An additional potential downstream effect is that commercial insurance companies will no longer provide this vaccination at no cost to their beneficiaries. [1] Of course, being “penny-wise, but dollar-foolish,” may result in greater costs to insurers for those infants who become infected and develop chronic liver disease.
Medical Freedom—or Just Good Defaults?
CBS reports that the panel now emphasizes individual decision-making in consultation with a health-care provider. But that has always been the case: vaccinating a newborn is a medical procedure that requires informed consent from the parents or guardians. Parents already have the right to refuse vaccination; what has changed is the strength and clarity of the public-health nudge toward immunization, not the existence of a mandate.
"Before the birth dose was recommended, 20,000 newborns a year were infected with hepatitis B. Now, it's fewer than 20. Ending the recommendation for newborns makes it more likely the number of cases will begin to increase again. This makes America sicker." – Senator Bill Cassidy
When the Facts Change, I Change My Mind: Here, They Haven’t”
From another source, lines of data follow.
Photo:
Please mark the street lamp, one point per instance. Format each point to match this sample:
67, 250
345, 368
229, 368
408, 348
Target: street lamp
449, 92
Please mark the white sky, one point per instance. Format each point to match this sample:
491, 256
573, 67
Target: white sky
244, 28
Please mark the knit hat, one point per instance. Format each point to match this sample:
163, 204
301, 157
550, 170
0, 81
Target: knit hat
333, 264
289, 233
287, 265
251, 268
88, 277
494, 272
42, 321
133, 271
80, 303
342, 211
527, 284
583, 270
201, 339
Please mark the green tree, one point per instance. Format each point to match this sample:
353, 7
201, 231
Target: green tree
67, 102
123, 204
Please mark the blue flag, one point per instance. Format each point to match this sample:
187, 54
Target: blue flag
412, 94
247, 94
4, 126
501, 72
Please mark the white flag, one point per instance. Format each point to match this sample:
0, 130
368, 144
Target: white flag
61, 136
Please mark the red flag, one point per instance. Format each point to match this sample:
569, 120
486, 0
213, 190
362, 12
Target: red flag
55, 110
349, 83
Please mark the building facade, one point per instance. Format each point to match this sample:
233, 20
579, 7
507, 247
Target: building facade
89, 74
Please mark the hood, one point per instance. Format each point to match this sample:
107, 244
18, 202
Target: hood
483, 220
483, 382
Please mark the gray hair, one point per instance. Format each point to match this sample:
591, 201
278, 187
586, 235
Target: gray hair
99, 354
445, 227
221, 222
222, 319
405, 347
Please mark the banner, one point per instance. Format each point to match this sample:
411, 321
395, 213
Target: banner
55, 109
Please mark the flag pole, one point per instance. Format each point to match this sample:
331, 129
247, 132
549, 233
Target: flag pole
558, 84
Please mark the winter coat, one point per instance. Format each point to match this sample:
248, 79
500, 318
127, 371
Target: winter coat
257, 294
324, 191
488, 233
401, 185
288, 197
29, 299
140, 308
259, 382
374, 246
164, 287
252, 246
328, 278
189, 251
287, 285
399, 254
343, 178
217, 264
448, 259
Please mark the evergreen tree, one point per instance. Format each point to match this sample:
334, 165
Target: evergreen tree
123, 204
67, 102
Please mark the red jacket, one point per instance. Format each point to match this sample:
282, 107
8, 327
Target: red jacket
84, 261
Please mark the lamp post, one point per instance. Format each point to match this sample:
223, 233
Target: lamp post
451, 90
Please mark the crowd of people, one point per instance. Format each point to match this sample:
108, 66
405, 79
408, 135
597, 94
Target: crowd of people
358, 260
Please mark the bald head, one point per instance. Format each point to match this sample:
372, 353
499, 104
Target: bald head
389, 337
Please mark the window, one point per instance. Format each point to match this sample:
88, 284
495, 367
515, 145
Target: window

It seems to me that the facts about Hepatitis B vaccination have remained unchanged. Given the safety profile of the vaccine, based on decades of real-world data, I am willing to, “out of an abundance of caution,” possibly overtreat my child. What you determine for your child is up to your calculus, but there has never been a time when you could not refuse. The change is in the application, and the ACIP ignores the real-world experience that moved the target from high-risk only to everyone to minimize the risk to “the children.”
Secretary Kennedy has emphasized that tackling chronic illness requires shifting from “sick-care” to health, realigning incentives to reward wellness, and restoring public trust in health agencies. Whatever one thinks of his broader agenda, ACIP's decision fails to meet any of those goals.
The underlying evidence hasn’t meaningfully changed: HBV remains highly transmissible, the risk of lifelong harm is greatest when infection happens earliest, and the birth dose is a proven, decades-tested safety net against predictable failures in screening, follow-up, and access. If we remove the universal default, we should not be surprised when preventable infections rise. We will simply shift costs from a cheap vaccine to the expensive treatment of chronic liver disease. Informed consent belongs at the bedside, but public-health guidance should be built for the real world, not an idealized one—and the real world is exactly why the birth dose became standard in the first place. That is what the facts, not the frenzy, still point toward.
[1] According to STAT, there will be no change in insurance coverage, including for Medicaid, Children’s Health Insurance Program, and Vaccines for Children – all federal programs. The guidance does not apply to women found to be positive for Hepatitis B.